Margin / Cash account

A cash account requires settled funds before placing a trade. A margin account borrows from the broker against pledged securities and supports short selling and other strategies. Margin accounts have additional regulatory requirements (PDT rules, maintenance requirements).

Why it matters: Some brokerage bonuses are restricted to specific account types. Margin accounts carry interest expense and liquidation risk if equity falls below maintenance requirements.

Example: Robinhood Gold provides margin-account features as part of the paid subscription tier.

PDT (Pattern Day Trader)

A FINRA rule designating any margin account that executes four or more day trades in a five-business-day rolling window as a "pattern day trader," subject to a $25,000 minimum equity requirement.

Why it matters: A small-balance margin account can be flagged PDT and frozen for 90 days. PDT does not apply to cash accounts because cash trades are settled before the next round-trip.

Example: BB brokerage reviews note PDT exposure on margin accounts, especially for free-stock promo plays where users may try to sell the bonus share quickly.

SIPC (Securities Investor Protection Corporation)

A nonprofit member corporation that protects brokerage-account holders against losses caused by broker failure (not market losses). SIPC coverage is $500,000 per customer, including up to $250,000 in cash claims.

Why it matters: SIPC is not FDIC. It does not protect against market declines, fraud against the customer, or losses in non-covered products (crypto, certain alt assets). Always confirm SIPC membership before transferring large balances.

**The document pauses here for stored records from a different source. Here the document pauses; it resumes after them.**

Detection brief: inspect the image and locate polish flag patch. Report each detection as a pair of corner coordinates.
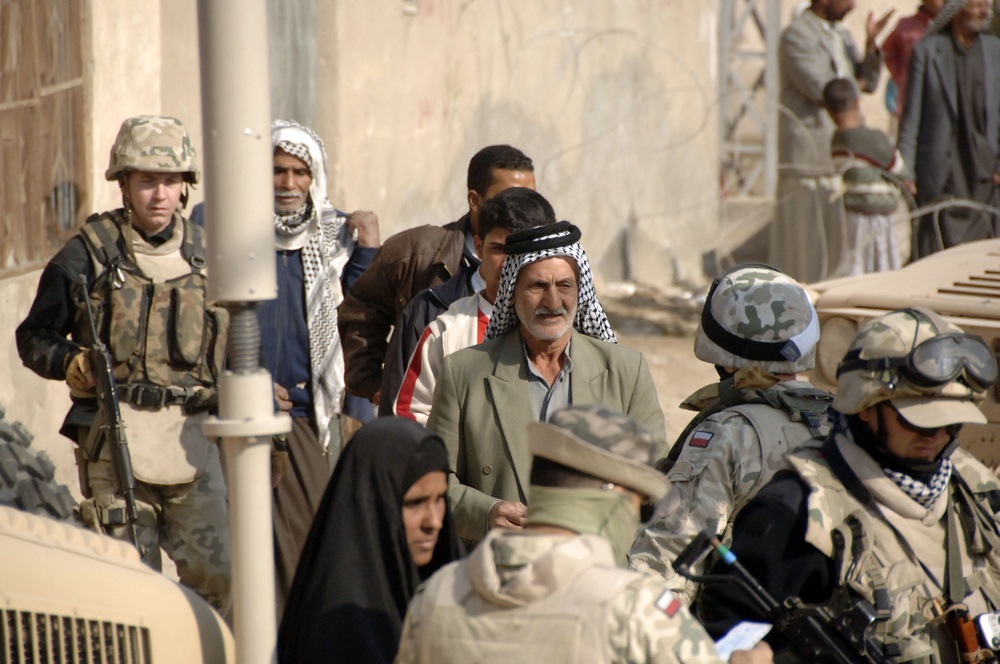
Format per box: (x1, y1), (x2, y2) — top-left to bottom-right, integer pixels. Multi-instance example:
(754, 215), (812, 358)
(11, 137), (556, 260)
(655, 589), (682, 617)
(689, 431), (713, 448)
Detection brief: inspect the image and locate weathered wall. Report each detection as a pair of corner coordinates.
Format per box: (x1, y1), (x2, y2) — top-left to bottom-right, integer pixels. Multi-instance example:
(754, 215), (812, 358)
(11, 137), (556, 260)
(1, 0), (903, 490)
(316, 1), (722, 287)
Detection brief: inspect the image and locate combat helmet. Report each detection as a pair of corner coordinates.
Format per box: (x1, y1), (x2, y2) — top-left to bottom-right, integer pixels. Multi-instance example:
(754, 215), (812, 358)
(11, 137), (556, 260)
(105, 115), (199, 183)
(834, 307), (996, 428)
(528, 404), (669, 502)
(694, 263), (819, 374)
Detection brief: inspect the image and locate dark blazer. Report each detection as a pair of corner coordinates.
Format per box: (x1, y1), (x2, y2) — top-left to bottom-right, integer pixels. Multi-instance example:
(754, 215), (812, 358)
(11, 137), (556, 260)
(898, 33), (1000, 201)
(427, 328), (667, 543)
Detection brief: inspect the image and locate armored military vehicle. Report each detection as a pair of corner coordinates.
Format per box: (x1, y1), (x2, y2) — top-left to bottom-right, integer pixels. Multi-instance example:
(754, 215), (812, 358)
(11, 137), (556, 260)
(809, 238), (1000, 466)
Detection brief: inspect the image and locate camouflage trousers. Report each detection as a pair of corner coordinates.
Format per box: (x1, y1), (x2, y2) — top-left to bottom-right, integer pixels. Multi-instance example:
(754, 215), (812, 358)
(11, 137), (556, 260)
(75, 442), (231, 617)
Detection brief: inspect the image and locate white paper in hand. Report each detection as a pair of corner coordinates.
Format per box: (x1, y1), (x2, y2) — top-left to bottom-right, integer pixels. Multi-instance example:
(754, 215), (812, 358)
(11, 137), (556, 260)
(714, 621), (772, 661)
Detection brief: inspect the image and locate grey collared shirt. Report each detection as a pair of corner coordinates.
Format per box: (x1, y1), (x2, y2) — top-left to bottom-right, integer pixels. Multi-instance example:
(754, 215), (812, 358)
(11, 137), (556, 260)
(524, 340), (574, 422)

Example: Every BB brokerage review confirms SIPC membership and notes any non-SIPC-covered asset classes the broker offers.

Tax-loss harvesting

The practice of selling securities at a loss to offset realized gains elsewhere in the portfolio, reducing the current-year tax bill. Wash-sale rules restrict re-purchasing substantially identical securities within 30 days.

Why it matters: Tax-loss harvesting is the most common reason for high-volume ACATS activity in late December. Brokerage transfer bonuses that trigger ACATS can complicate harvesting plans.

Example: BB editorial does not provide tax-loss-harvesting advice, but does flag transfer-bonus timing relative to year-end activity.

Transfer bonus

A brokerage promotion that pays cash (or bonus shares) in proportion to the value of assets transferred in via ACATS from another brokerage. Common tiers: 1%, 2%, 3% of transferred value, capped at a maximum bonus.

Why it matters: Transfer bonuses are usually larger than deposit bonuses but require an existing brokerage relationship with sufficient assets to move. Hold periods of 12–24 months are standard.

Example: Robinhood Gold offers tiered ACATS transfer match bonuses on qualifying transfers from competing brokerages, subject to a multi-year hold requirement.

Vested vs. unvested

Vested bonus assets are owned outright and can be withdrawn or sold subject only to settlement rules. Unvested bonus assets are restricted — they cannot be withdrawn or transferred out and are forfeit if the account is closed before vesting.

Why it matters: A $1,000 unvested bonus tied to a 12-month account-retention clause is closer to a $500 promised payment than to $1,000 cash. Read the vesting schedule carefully.

Example: Brokerage transfer bonuses commonly require keeping the transferred assets at the new brokerage for 12–24 months before the bonus is fully vested and freely withdrawable.